Les peines criminelles en France au XVIIe siècle
Les peines afflictives ou infamantes en général sont aujourd’hui en France le blâme, le carcan, le fouet avec une marque au fer chaud… être pendu sous les bras, qui est la peine des jeunes gens non adultes… le bannissement à temps ou à perpétuité hors du royaume, les galères à temps ou à perpétuité, l’amende honorable, le pilori et finalement le dernier supplice (la mort).
Avant de présenter certaines notions relatives aux peines, examinons d’abord quelques définitions de mots ou d’expressions de l’époque – Référence : Le dictionnaire d’Antoine Furetière, paru en 1684, à Paris.
La galère est un bateau à rames, de 25 à 30 bancs de chaque côté et de 4,5 ou 6 rameurs à chaque banc. Le navire a deux voiles et deux mâts. Le tribunal peut condamner un criminel à aller ramer sur les galères du roi.
L’amende honorable est une peine humiliante faite en public. Le criminel est alors « condamné d’aller nu en chemise, la torche au poing et la corde au col (cou), devant une église pour demander pardon à Dieu, au roi et à la justice » de quelque méchante action.
Nu en chemise signifie ici sans autre vêtement qu’une chemise. La torche, dans l’amende honorable, doit être portée à la main par le condamné; elle pèse deux livres.
Le carcan est un outil pénal qu’on installe dans une place publique. Le criminel est attaché à un poteau à l’aide d’une chaîne et d’un anneau de fer au cou.
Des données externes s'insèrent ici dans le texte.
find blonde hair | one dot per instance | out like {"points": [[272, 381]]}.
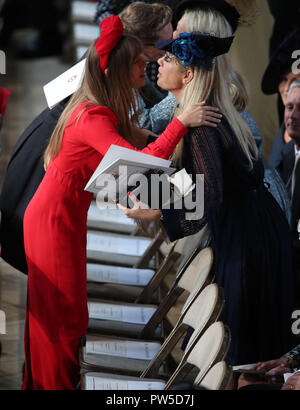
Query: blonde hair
{"points": [[216, 86], [146, 20], [113, 90]]}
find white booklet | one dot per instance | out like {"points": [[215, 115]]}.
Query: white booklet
{"points": [[117, 274], [104, 345], [133, 163], [64, 85], [92, 382], [121, 313]]}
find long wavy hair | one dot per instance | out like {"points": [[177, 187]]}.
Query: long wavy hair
{"points": [[221, 87], [113, 90]]}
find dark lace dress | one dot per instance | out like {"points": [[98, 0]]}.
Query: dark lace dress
{"points": [[251, 242]]}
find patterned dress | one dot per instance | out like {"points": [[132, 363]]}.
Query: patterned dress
{"points": [[251, 242]]}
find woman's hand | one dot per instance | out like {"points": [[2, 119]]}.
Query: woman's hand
{"points": [[140, 210], [274, 368], [200, 114], [292, 383]]}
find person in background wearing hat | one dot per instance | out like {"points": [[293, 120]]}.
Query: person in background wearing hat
{"points": [[25, 170], [286, 18], [55, 220], [289, 168], [277, 79], [249, 233], [188, 15]]}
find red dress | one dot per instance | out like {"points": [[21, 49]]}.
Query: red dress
{"points": [[55, 246]]}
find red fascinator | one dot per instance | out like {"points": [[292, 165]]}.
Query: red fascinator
{"points": [[4, 94], [111, 31]]}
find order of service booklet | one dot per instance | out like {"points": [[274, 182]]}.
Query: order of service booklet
{"points": [[125, 165]]}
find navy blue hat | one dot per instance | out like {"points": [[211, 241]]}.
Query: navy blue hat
{"points": [[228, 11], [196, 48], [280, 62]]}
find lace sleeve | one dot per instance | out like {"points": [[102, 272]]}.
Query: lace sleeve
{"points": [[203, 154]]}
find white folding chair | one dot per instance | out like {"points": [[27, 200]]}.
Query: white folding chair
{"points": [[132, 357], [211, 347], [217, 378], [128, 319]]}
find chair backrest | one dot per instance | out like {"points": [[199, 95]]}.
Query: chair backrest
{"points": [[218, 377], [203, 352], [205, 308], [190, 281], [198, 270], [201, 312], [191, 246]]}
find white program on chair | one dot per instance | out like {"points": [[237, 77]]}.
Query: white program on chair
{"points": [[115, 248], [85, 34], [101, 352], [209, 347], [204, 353], [112, 220], [83, 11], [118, 274]]}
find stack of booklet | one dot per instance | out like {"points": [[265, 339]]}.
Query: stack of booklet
{"points": [[122, 170]]}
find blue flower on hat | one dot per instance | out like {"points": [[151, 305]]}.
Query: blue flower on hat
{"points": [[186, 49]]}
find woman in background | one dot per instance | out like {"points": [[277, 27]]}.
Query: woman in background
{"points": [[249, 233]]}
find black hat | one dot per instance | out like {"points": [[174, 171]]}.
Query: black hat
{"points": [[280, 62], [197, 48], [228, 11]]}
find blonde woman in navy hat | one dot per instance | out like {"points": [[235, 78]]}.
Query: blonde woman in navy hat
{"points": [[250, 234]]}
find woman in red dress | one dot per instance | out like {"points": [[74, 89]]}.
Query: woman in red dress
{"points": [[55, 220]]}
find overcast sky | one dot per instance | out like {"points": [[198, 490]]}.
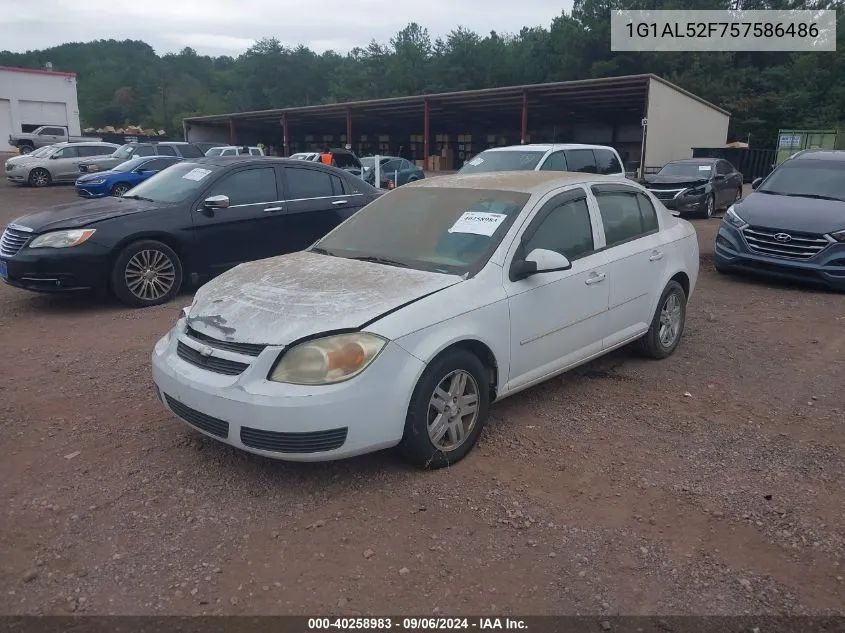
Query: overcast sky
{"points": [[228, 27]]}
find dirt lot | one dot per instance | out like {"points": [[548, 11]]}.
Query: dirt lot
{"points": [[711, 482]]}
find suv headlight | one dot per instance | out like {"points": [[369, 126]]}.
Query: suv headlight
{"points": [[62, 239], [328, 360], [732, 218]]}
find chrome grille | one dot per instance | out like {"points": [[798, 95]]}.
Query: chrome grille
{"points": [[12, 241], [797, 246]]}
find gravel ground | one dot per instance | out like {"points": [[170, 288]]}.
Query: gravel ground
{"points": [[709, 483]]}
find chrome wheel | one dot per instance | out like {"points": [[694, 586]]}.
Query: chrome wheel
{"points": [[453, 410], [670, 321], [149, 275]]}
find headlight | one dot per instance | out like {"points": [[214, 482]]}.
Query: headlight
{"points": [[327, 360], [732, 218], [62, 239]]}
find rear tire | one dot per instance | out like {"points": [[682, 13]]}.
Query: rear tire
{"points": [[447, 411], [667, 324], [39, 177], [146, 273]]}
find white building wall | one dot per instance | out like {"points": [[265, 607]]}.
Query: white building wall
{"points": [[677, 122], [36, 97]]}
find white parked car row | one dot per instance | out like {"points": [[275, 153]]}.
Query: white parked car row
{"points": [[406, 322]]}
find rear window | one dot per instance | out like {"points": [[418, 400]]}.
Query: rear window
{"points": [[509, 160]]}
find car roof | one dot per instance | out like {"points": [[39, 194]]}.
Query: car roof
{"points": [[820, 154], [539, 182], [545, 147]]}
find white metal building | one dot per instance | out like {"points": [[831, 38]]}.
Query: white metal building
{"points": [[30, 97]]}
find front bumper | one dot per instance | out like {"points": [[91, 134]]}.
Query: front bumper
{"points": [[83, 267], [287, 422], [826, 268]]}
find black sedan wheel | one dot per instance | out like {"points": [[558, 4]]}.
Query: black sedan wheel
{"points": [[146, 273]]}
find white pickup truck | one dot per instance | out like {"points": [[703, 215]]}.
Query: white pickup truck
{"points": [[45, 135]]}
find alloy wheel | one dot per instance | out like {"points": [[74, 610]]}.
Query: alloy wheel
{"points": [[453, 410], [149, 275]]}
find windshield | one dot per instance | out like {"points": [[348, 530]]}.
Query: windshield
{"points": [[809, 178], [174, 184], [491, 160], [686, 170], [440, 229]]}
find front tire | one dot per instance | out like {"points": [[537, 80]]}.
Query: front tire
{"points": [[447, 411], [667, 325], [146, 273], [39, 177]]}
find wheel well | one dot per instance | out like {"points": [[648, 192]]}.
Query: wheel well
{"points": [[682, 279], [485, 355]]}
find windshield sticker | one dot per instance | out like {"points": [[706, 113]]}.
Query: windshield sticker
{"points": [[197, 174], [478, 223]]}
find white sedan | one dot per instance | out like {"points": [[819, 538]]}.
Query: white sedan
{"points": [[403, 325]]}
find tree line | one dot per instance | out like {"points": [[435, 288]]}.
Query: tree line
{"points": [[127, 83]]}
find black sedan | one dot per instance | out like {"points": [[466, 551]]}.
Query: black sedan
{"points": [[696, 186], [191, 221]]}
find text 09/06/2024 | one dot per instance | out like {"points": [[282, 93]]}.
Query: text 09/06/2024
{"points": [[804, 30]]}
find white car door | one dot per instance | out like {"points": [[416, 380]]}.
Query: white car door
{"points": [[636, 258], [557, 318]]}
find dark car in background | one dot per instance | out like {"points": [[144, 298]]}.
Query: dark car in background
{"points": [[191, 221], [792, 225], [696, 186], [399, 171], [137, 150], [120, 179]]}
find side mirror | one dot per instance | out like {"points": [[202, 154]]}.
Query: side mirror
{"points": [[216, 202], [540, 260]]}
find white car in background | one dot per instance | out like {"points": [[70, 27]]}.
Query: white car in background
{"points": [[233, 150], [591, 159], [403, 324]]}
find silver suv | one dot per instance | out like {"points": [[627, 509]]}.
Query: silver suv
{"points": [[60, 163]]}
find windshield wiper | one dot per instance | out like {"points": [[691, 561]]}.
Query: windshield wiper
{"points": [[379, 260]]}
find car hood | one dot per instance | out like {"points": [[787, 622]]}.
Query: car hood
{"points": [[283, 299], [81, 213], [675, 181], [789, 213]]}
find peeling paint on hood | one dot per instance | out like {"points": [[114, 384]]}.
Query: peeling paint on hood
{"points": [[279, 300]]}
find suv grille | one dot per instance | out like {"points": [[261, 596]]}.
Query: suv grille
{"points": [[12, 241], [792, 245], [210, 363], [249, 349]]}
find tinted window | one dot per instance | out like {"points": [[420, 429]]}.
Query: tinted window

Le but est de l’exposer à la risée publique durant quelques heures.
Flétrir signifie imprimer sur l’épaule d’un condamné une fleur de lys avec un fer chaud.
Donner le fouet sous la custode signifie le donner en secret et dans la prison pour épargner au criminel la honte d’une punition en public.
La claie est une grosse échelle de charpente attachée à l’arrière d’une charrette sur laquelle on fait traîner le cadavre d’un suicidé.
Garder son ban signifie demeurer à l’extérieur d’une ville ou du pays à la suite d’une peine de bannissement.
Tirer à quatre chevaux signifie démembrer un corps à l’aide de chevaux. Jeter un corps à la voirie signifie qu’on y jette le corps de personnes jugées indignes d’un enterrement au cimetière; la voirie est une place à la campagne qu’un seigneur fournit pour y apporter les ordures.
Le pilori est un petit bâtiment, en forme de tour, avec une charpente ajoutée, dans lequel se trouve une machine tournante à laquelle on attache un criminel condamné à la risée publique.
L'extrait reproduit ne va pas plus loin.